Current Research Focus

APPLICATIONS OF REVERSE GENETICS SYSTEMS TO UNRAVEL SPECIFIC ASPECTS OF THE REPLICATION CYCLE OF ROTAVIRU


The focus is on combining reverse genetics and structural insights to generate rationally designed rotaviruses to study viral entry into mammalian host cells to better understand the replication cycle, tissue tropism and possibly pathogenicity, and mechanisms controlling identification and packaging a full set of viral genome segments and mechanisms of genome segment reassortment. This is attempted by the incorporation of genes for reporter proteins in the plasmids for better tracking of viral growth, improving the expression of viral proteins by deactivating inhibitory motifs in some of the genome segments, and finding ways to stimulate viroplasm formation that will in turn increase the viral yield. 


The vast number of rotavirus strains with different antigenic regions makes it impractical to implement a RG system for every strain. Reverse genetics of related segmented dsRNA viruses, bluetongue and African horsesickness virus use a universal core particle trans-typed with outer layer proteins from different serotypes.

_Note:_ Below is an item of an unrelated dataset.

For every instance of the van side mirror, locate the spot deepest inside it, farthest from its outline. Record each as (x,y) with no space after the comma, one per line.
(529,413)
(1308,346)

Using this strategy, novel vaccine candidates have been rescued. A similar approach is taken to generate rationally designed rotavirus VP4 antigenic regions for rotavirus RG using the non-pathogenic SA11 as a backbone.

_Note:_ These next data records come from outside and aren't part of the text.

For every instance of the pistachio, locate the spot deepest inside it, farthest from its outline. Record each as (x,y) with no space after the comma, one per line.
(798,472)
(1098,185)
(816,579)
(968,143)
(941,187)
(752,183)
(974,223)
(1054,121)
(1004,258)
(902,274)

DEVELOPMENT OF NON-LIVE REGIONAL STRAIN BASED ROTAVIRUS VACCINE CANDIDATES FOR HUMANS AND LIVESTOCK FOR LOCAL PRODUCTION


Non-live regional virus-like particles (VLPs) might be good boosters after live attenuated vaccination. We generated chimeric VLPs insect cells using codon-optimised consensus sequences of African rotavirus field strains directly from faeces. Transmission electron microscopy showed that about 30% tRV-VLPs were obtained when all the proteins were derived from the same strain. When the VP2/6 of one strain was co-expressed with the VP4 and VP7 of other strains, only 10-20% of tRV-VLPs were obtained. Therefore, we are doing further research to improve the assembly efficiency of chimeric tRV-VLPs on a suitable universal SA11 VP2/6 backbone.